Abstract:  Concentrations of the tetracycline resistance gene tet(M) per square centimeter were assessed in meat from the slaughterhouse (n = 100) and from retail (n = 100) by real-time quantitative PCR. The study revealed a substantial contamination of retail meat with the tetracycline resistance gene tet(M), with a mean of 4.34 log copies per cm2 fasces in chicken and 5.58 log copies per cm2 fasces in pork. Quantitative resistance gene analysis provides an interesting tool for risk assessment and is becoming increasingly important. For both chicken and pork, tet(M) concentrations were significantly higher in meat at retail, compared to meat at slaughter. Cultural investigations revealed substantial differences in the prevalence of listeria and enterococci, and of E. coli and coliforms, between meat at slaughter (n = 500) and at retail (n = 500). However, the differences in the prevalence of 2 investigated groups of potential tet(M)-carriers (enterococci, listeria) could not sufficiently explain the differences in tet(M) concentrations, since increasing concentrations of tet(M) were accompanied by decreasing prevalences of these potential tet(M)-carriers. The percentage of tetracycline susceptible indicator bacteria (E. faecalis, E. coli) did not differ between meat at slaughter and meat at retail. Higher concentrations of tet(M) at retail might correlate with the proliferation of other genera than enterococci and listeria, but there is also a reason to discuss whether secondary contaminants might carry tet(M) more often than the primary flora of meat.

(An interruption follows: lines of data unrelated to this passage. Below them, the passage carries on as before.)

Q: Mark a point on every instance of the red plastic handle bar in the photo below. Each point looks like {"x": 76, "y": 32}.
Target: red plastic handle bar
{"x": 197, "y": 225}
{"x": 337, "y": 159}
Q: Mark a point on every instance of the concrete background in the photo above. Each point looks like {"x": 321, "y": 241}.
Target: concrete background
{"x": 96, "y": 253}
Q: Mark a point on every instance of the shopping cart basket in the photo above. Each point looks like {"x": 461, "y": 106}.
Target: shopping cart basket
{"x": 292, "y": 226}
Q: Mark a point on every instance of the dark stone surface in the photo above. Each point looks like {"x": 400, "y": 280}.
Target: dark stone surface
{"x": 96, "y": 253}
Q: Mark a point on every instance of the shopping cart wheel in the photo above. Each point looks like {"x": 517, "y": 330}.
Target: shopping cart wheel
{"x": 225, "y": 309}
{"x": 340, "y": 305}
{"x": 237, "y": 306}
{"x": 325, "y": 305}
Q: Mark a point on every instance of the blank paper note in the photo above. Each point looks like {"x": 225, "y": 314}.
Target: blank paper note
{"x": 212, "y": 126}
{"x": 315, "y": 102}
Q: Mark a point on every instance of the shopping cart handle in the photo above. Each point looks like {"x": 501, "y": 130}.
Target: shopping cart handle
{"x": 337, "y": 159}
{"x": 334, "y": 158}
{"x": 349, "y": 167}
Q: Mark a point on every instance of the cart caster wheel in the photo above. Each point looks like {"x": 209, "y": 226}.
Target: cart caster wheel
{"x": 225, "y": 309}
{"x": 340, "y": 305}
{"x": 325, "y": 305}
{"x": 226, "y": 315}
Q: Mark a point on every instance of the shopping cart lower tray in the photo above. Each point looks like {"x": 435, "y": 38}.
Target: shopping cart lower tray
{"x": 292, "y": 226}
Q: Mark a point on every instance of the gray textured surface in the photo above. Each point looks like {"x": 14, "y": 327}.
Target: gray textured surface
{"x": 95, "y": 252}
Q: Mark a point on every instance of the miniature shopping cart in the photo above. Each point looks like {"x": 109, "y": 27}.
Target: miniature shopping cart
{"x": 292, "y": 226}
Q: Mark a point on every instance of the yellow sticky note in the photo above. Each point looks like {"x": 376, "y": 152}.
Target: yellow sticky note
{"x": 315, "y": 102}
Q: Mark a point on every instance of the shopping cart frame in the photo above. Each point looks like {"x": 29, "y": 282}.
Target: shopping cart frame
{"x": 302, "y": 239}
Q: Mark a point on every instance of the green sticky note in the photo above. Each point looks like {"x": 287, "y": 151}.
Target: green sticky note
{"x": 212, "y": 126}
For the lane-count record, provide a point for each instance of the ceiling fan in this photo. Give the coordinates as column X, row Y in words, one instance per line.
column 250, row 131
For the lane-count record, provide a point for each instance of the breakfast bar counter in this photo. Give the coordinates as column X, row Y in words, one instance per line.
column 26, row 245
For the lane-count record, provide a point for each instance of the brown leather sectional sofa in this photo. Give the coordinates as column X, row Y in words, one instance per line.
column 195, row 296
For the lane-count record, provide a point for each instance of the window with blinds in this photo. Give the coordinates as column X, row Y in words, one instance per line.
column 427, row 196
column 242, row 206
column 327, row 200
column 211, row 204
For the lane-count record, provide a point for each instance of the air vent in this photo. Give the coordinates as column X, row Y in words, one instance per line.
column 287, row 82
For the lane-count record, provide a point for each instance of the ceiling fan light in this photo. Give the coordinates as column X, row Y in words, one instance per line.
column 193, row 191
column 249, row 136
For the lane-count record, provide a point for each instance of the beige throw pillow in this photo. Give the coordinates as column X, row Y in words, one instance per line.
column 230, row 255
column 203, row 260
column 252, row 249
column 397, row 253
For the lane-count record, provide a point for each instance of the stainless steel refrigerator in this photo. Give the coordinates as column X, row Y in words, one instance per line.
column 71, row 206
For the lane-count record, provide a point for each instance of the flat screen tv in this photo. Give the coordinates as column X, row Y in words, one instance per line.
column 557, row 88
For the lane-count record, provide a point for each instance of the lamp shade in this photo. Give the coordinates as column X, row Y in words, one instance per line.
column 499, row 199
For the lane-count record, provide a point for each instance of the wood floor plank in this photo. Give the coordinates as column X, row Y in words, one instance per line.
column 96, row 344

Practical Application:  We successfully applied the direct quantitative monitoring of resistance genes in meat, which generally might aid as a useful and rapid additional tool for risk assessment. We know that bacteria provide a large pool of resistance genes, which are widely shared between each other—the larger the pool is, the more genes might be exchanged. Thus, in terms of resistance gene monitoring, we should sometimes overcome the restricted view on single bacteria and look at the gene pool, instead.